Bisnis.com, SURABAYA - Kementerian Pertanian melalui Inspektorat Jenderal (Itjen Kementan) melibatkan aparat penegak hukum (APH) dan para akademisi untuk memperketat pengawasan dan pengendalian alih fungsi lahan di Jawa Timur yang dapat berdampak buruk pada sektor ketahanan pangan.
Inspektur Jenderal Kementan, Jan Samuel Maringka mengatakan praktik alih fungsi memiliki dampak yang sangat buruk terhadap keberlangsungan pertanian di masa depan. Untuk itu, dibutuhkan komitmen lintas kementerian/lembaga yakni Aparat Pengawasan Intern Pemerintah (APIP) dan APH untuk mencegah dan mengendalikan alih fungsi lahan pertanian.
“Dampak dari alih fungsi lahan ini sangat merugikan, seperti hilangnya lahan pertanian subur, hilangnya investasi infrastruktur irigasi, kerusakan natural lanskap, dan sejumlah masalah lingkungan yang pada akhirnya sangat merugikan petani dan masyarakat secara umum,” katanya saat Rakor Pengawasan Bidang Ketahanan Pangan, Kamis (11/5/2023).
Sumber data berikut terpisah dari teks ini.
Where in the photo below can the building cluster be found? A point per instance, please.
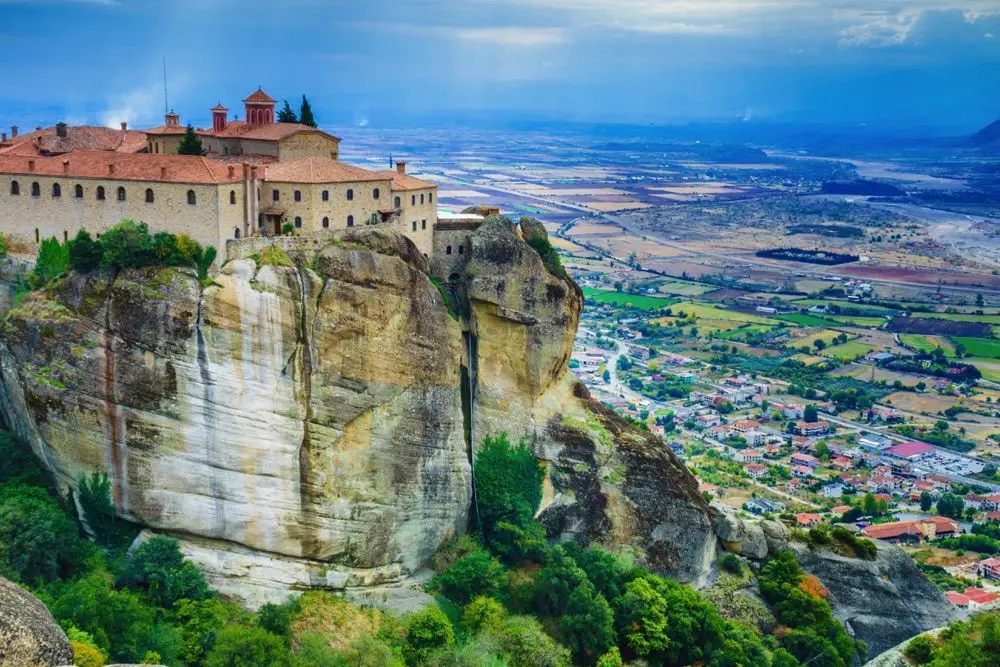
(258, 177)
Jan Samuel menjelaskan alih fungsi lahan pertanian pangan yang terjadi ini dapat mengancam kemandirian, ketahanan, dan kedaulatan pangan sesuai yang diatur dalam UU Nomor 41 Tahun 2009 tentang Perlindungan Lahan Pertanian Pangan Berkelanjutan (LP2B). Kedepannya, lahan yang telah ditetapkan sebagai lahan pertanian pangan berkelanjutan ini dapat terus dilindungi dan dilarang untuk dialihfungsikan.
“Nah di Jawa Timur sebagai salah satu lumbung pangan nasional menjadi perhatian dalam pengawasan ini, apalagi Jatim juga menjadi success story bagaimana mengelola pertanian di Indonesia sehingga harus bisa bertahan menghadapi krisis pangan yang dihadapi oleh berbagai negara-negara di dunia,” imbuhnya.
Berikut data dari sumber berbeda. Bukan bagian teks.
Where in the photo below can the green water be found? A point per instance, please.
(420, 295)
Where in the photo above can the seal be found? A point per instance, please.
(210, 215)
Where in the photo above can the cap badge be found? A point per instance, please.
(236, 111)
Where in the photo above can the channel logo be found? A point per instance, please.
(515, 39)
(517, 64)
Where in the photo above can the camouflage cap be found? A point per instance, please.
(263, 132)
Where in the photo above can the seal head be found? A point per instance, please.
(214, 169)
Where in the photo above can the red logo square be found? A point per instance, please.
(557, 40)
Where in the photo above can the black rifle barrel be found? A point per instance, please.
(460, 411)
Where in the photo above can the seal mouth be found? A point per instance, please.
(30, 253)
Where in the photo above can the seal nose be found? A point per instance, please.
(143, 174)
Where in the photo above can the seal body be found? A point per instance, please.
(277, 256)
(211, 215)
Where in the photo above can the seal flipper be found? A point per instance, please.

Kementan mencatat, dari total luas lahan sawah 7,46 juta ha saat ini, terdapat 659.200 ha yang mengalami alih fungsi lahan sawah, dengan rincian 179.539 ha kondisi terbangun dan 479.661 ha kondisi perkebunan.
Baca Juga
Adapun dalam Rakorwas ini terdapat beberapa poin yang dibahas di antaranya upaya mempercepat penetapan Lahan Pertanian Pangan Berkelanjutan (LP2B) dalam Perda RTRW kabupaten/kota serta mendorong kabupaten/kota untuk melengkapi data spasial atas LP2B yang telah ditetapkan.
Wakil Gubernur Jatim, Emil Elestianto Dardak menambahkan, alih fungsi lahan pertanian memang tidak bisa dihindari dari daerah yang tengah membangun infrastruktur. Namun, di Jatim memiliki Perda Lahan Pangan Pertanian Berkelanjutan (LP2B) dan Perda Lahan Sawah yang Dilindungi (LSD).
“Mengenai penegakan hukum pelanggaran aturan perda mengenai LP2B maupun LSD, aparat hukum seperti Polisi dan Satpol PP perlu bersinergi bersama,” ujarnya.
Kinerja pertanian di Jatim sendiri pada 2022 mencatatkan hasil panen padi yang masih cukup besar yakni sebanyak 9,69 juta ton Gabah Kering Giling (GKG), tetapi mengalami penurunan sebesar 1,05 persen dari tahun sebelumnya yang mencapai 9,79 juta ton GKG. Pada 2023 ini, Pemprov Jatim menargetkan produksi padi meningkat drastis menjadi 10,5 juta ton GKG.